1. Field of the Invention
The field of the invention is that of solid-state laser gyros used as inertial control unit. This type of equipment is used especially for aeronautical applications.
The laser gyro, developed some thirty years ago, is widely used on a commercial scale at the present time. Its principle of operation is based on the Sagnac effect, which induces a frequency difference Δν between the two optical transmission modes that propagate in opposite directions, called counterpropagating modes, of a bidirectional laser ring cavity undergoing a rotational motion. Conventionally, the frequency difference Δν is equal to:Δν=4AΩ/λLwhere: L and A are the length and the area of the cavity, respectively; λ is the laser emission wavelength excluding the Sagnac effect; and Ω is the rotation speed of the assembly. The value of Δν measured by spectral analysis of the beat of the two emitted beams is used to determine the value of Ω very accurately.
2. Description of the Prior Art
It may also be demonstrated that the laser gyro operates correctly only above a certain rotation speed needed to reduce the influence of intermodal coupling. The rotation speed range lying below this limit is conventionally called the blind zone.
The condition for observing the beat, and therefore for the operation of the laser gyro, is the stability of the intensities emitted in the two directions. This is not a priori an easy thing to achieve because of the intermodal competition phenomenon, which means that one of the two counterpropagating modes may have a tendency to monopolize the available gain, to the detriment of the other mode.

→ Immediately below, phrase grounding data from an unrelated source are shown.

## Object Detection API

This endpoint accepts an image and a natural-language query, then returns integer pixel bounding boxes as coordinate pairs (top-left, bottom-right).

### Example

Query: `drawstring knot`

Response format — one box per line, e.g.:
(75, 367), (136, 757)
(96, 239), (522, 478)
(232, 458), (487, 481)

This problem is solved in standard laser gyros by the use of a gaseous amplifying medium, generally a helium/neon mixture operating at room temperature. The gain curve of the gas mixture exhibits Doppler broadening due to the thermal agitation of the atoms. The only atoms capable of delivering gain to a given frequency mode are thus those whose velocity induces a Doppler shift in the apparent frequency, which brings the atom to resonance with the mode in question. Forcing the laser emission to take place other than at the center of the gain curve by piezoelectric adjustment of the optical path length ensures that the atoms at resonance with the cavity have a non-zero velocity. Thus, the atoms that can contribute to the gain in one of the two directions have velocities opposite those of the atoms that can contribute to the gain in the opposite direction. The system therefore behaves just as if there were two independent amplifying media, one for each direction. Since intermodal competition has thus disappeared, stable and balanced bidirectional emission occurs. In practice, to alleviate other problems, a mixture consisting of two different neon isotopes is used.
However, the gaseous nature of the amplifying medium is a source of technical complications when producing the laser gyro especially because of the high gas purity required and of premature wear during its use, which wear is in particular due to gas leakage and to deterioration of the electrodes by the high voltages used to establish the population inversion.
At the present time, it is possible to produce a solid-state laser gyro operating in the visible or the near infrared using, for example, an amplifying medium based on neodymium-doped YAG (yttrium aluminum garnet) crystals instead of the helium/neon gas mixture, the optical pumping then being provided by diode lasers operating in the near infrared. It is also possible to use, as amplifying medium, a semiconductor material, a crystalline matrix or a glass doped with ions belonging to the class of rare earths (erbium, ytterbium, etc.). Thus, all the problems inherent with the gaseous state of the amplifying medium are de facto eliminated. However, such a construction is made very difficult to achieve due to the homogeneous character of the broadening of the gain curve of the solid-state media, which induces very strong intermodal competition and because of the existence of a large number of different operating regimes, among which the non-frequency-locked intensity-balanced bidirectional regime, called the “beat regime” is one very unstable particular case (N. Kravtsov and E. Lariotsev, Self-modulation oscillations and relaxations processes in solid-state ring lasers, Quantum Electronics 24 (10), 841-856 (1994)). This major physical obstacle has greatly limited hitherto the development of solid-state laser gyros.
To alleviate this drawback, one technical solution consists in attenuating the effects of the competition between counterpropagating modes in a solid-state ring laser by introducing optical losses into the cavity that depend on the direction of propagation of the optical mode and on its intensity. The principle is to modulate these losses by a feedback device according to the difference in intensity between the two transmitted modes in order to favor the weaker mode to the detriment of the other, so as constantly to slave the intensity of the two counterpropagating modes either to a common value or to a constant difference. Technically, the production of the feedback device may be based on the combination of three optical devices that act on the polarization state of the optical modes. These three devices are a linear polarizer, a reciprocal rotator or a waveplate, and a nonreciprocal rotator (French patent application 03/03645).